Les cantons à faible potentiel de ressources doivent atteindre, après addition des versements de la péréquation des ressources, une dotation en ressources par habitant d'au minimum 85% de la moyenne suisse, tel que le prévoit la loi fédérale sur la péréquation financière et la compensation des charges (PFCC). Lors de la mise en oeuvre de la péréquation financière, il a été décidé que tous les cantons jouiraient de moyens financiers suffisants pour financer leurs tâches publiques. L’indice des ressources augmente depuis 2012, à tel point que la dotation minimale prévue par la loi est désormais nettement dépassée. Pour 2017, le canton dont le potentiel de ressources est le plus faible atteindra une dotation en ressources de 87,8%, ce qui constitue un nouveau record.

Causes liées à la surdotation

En dépit d'un fonds de péréquation des ressources suffisamment garni, les cantons à fort potentiel de ressources et la Confédération continuent de verser, année après année, toujours plus. Par rapport à 2016, les paiements pour 2017 ont augmenté de 76 millions de francs, pour atteindre près de quatre milliards de francs. Le dépassement de cette dotation minimale est imputable aux facteurs suivants:

  • D'une part, les cantons à fort potentiel de ressources et la Confédération contribuent chaque année toujours plus au titre de la péréquation des ressources, étant donné le fait que la dotation est adaptée à la croissance du potentiel des ressources. Depuis 2008, les paiements aux cantons à faible potentiel de ressources ont augmenté de 30%, soit près de 3% par an (voir graphique 1, courbe bleu clair). Les paiements ont légèrement diminué en 2012 seulement, suite à l'adaptation technique du facteur alpha. Mais, malgré la réduction de 167 millions de francs décidée par le Parlement en 2016, ils ont continué de progresser.
  • D'autre part, certains cantons bénéficiaires sont parvenus à renforcer sensiblement leur potentiel de ressources, notamment les cantons d'Obwald et de Lucerne. Les fonds perçus au titre de la péréquation financière que ces cantons n'ont pas utilisés reviennent automatiquement aux autres cantons bénéficiaires. Même Uri, qui était à l'origine le canton au potentiel de ressources le plus faible, reçoit depuis 2014 légèrement moins de fonds en raison de la hausse de son indice des ressources. Toutefois, les paiements aux trois cantons dont le potentiel de ressources est le plus faible augmentent sensiblement depuis 2014 (graphique 1, courbe bleu foncé), quand bien même ces fonds ne sont pas uniquement utilisés pour financer leurs tâches.
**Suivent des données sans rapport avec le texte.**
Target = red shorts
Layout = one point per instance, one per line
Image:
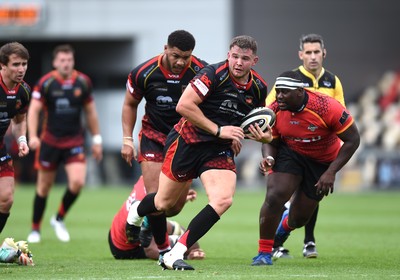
(184, 162)
(6, 166)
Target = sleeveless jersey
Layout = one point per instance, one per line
(312, 132)
(161, 90)
(12, 102)
(225, 101)
(63, 101)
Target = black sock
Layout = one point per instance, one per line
(68, 199)
(310, 226)
(3, 220)
(147, 205)
(39, 205)
(201, 224)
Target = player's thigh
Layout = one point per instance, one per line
(220, 185)
(168, 193)
(301, 209)
(6, 193)
(45, 180)
(151, 175)
(76, 174)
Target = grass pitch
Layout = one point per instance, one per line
(358, 237)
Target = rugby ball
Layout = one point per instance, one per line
(262, 116)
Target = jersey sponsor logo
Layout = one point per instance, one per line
(344, 117)
(327, 84)
(36, 94)
(77, 92)
(173, 81)
(201, 87)
(312, 127)
(164, 101)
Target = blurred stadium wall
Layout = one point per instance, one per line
(111, 37)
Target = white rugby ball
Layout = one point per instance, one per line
(261, 116)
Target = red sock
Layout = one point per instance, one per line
(265, 245)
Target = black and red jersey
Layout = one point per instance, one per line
(161, 90)
(12, 102)
(225, 101)
(63, 101)
(313, 131)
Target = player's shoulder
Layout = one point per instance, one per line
(198, 62)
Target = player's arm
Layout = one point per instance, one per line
(268, 151)
(94, 128)
(35, 107)
(19, 131)
(129, 116)
(188, 107)
(339, 95)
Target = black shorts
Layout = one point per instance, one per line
(184, 162)
(137, 253)
(288, 161)
(50, 157)
(150, 150)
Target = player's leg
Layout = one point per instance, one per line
(220, 187)
(6, 199)
(310, 249)
(45, 180)
(280, 187)
(76, 175)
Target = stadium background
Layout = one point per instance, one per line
(111, 37)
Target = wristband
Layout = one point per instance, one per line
(270, 158)
(22, 139)
(218, 131)
(97, 139)
(128, 140)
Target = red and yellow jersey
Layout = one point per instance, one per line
(326, 83)
(117, 230)
(313, 131)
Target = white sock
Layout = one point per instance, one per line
(133, 217)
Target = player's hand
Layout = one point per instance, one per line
(236, 147)
(97, 152)
(266, 165)
(34, 142)
(231, 132)
(23, 149)
(128, 153)
(192, 194)
(325, 184)
(259, 135)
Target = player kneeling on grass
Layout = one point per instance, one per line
(122, 248)
(15, 252)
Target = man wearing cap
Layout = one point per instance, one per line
(303, 158)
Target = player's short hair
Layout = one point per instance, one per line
(66, 48)
(244, 42)
(311, 38)
(12, 48)
(182, 40)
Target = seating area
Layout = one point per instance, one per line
(377, 113)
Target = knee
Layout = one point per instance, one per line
(6, 203)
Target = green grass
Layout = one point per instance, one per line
(357, 237)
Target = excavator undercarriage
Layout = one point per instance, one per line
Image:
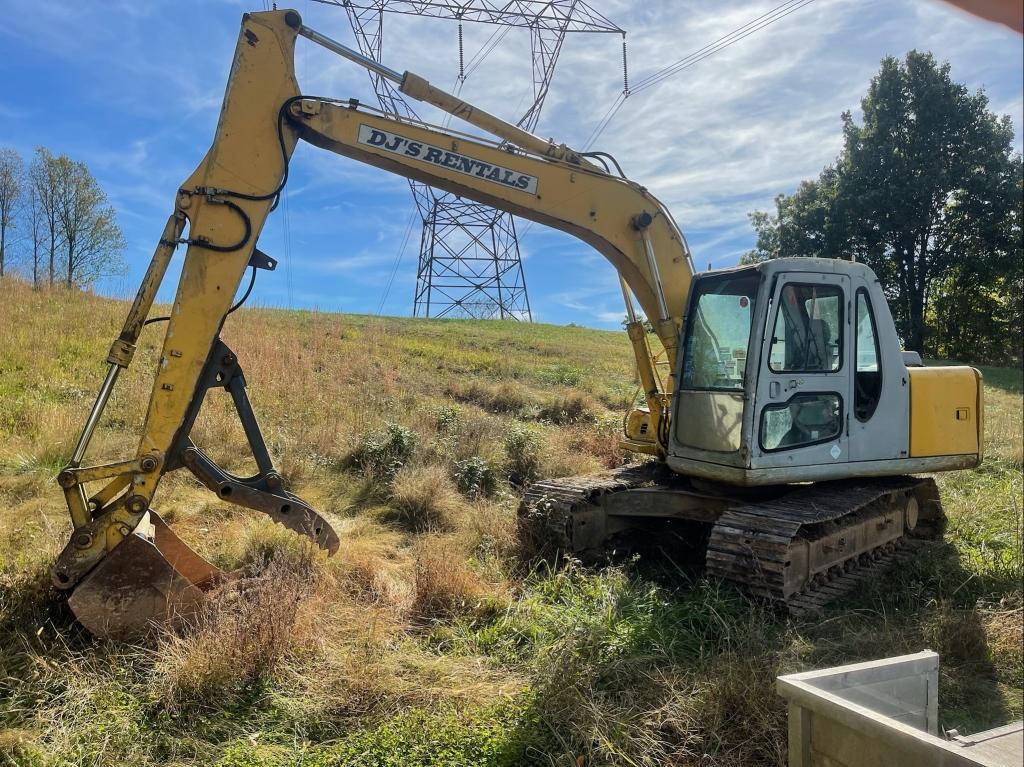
(799, 546)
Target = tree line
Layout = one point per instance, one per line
(56, 224)
(927, 190)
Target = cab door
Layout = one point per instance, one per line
(804, 379)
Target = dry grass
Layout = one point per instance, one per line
(424, 635)
(425, 500)
(247, 630)
(444, 584)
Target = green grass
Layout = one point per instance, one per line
(425, 641)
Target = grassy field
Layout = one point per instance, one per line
(424, 641)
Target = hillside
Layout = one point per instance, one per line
(425, 641)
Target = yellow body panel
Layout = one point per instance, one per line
(946, 412)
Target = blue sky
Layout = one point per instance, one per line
(133, 88)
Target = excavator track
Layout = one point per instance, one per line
(816, 543)
(801, 549)
(553, 510)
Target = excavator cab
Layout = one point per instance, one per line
(792, 371)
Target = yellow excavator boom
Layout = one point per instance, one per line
(219, 212)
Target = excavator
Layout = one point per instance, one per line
(781, 419)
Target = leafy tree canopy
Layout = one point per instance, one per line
(928, 192)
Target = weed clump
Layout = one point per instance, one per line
(246, 630)
(444, 584)
(425, 500)
(475, 477)
(382, 454)
(522, 451)
(568, 408)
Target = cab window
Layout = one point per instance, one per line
(806, 419)
(808, 332)
(718, 332)
(867, 375)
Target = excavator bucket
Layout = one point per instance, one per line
(151, 579)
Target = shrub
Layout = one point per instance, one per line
(522, 450)
(382, 454)
(475, 477)
(424, 499)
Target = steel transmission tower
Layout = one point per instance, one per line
(469, 254)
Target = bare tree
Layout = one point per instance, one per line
(11, 181)
(35, 223)
(92, 238)
(45, 180)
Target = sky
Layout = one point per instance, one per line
(133, 89)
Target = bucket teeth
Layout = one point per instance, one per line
(151, 579)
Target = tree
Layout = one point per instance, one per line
(11, 181)
(35, 223)
(45, 180)
(927, 190)
(92, 239)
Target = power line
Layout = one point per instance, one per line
(397, 262)
(765, 19)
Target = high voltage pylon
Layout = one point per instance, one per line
(470, 263)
Déterminer la dotation de la péréquation des ressources en fonction des disparités

De nombreux cantons à faible potentiel de ressources sont parvenus à améliorer nettement leur situation financière initiale, car les versements compensatoires qu’ils ont perçus ont augmenté davantage que les dépenses dévolues au financement des tâches publiques (graphique 1, courbe rouge). Les principaux bénéficiaires sont non seulement les cantons dont le potentiel de ressources est le plus faible, mais également les cantons à potentiel de ressources moyen, qui atteignent un indice supérieur à 85 sans péréquation financière (voir graphique 2)

En raison du fonctionnement perfectible de la RPT, les paiements des cantons contributeurs n'ont par contre pas été réduits à la suite du renforcement des cantons bénéficiaires. Au contraire, la somme de redistribution a augmenté ces dernières années. Le groupe de travail politique de la CdC a indiqué dans son rapport que le mécanisme utilisé pour déterminer la dotation de la péréquation des ressources ne réagissait pas de manière adéquate au besoin de compensation. En raison de ces imperfections, une alternative a été proposée. Dans son avis 2016, la Conférence des cantons contributeurs à la RPT soutient les huit recommandations du groupe de travail politique de la CdC dans l’esprit d’un ensemble indissociable de mesures politiques visant à optimiser la péréquation financière et la compensation des charges.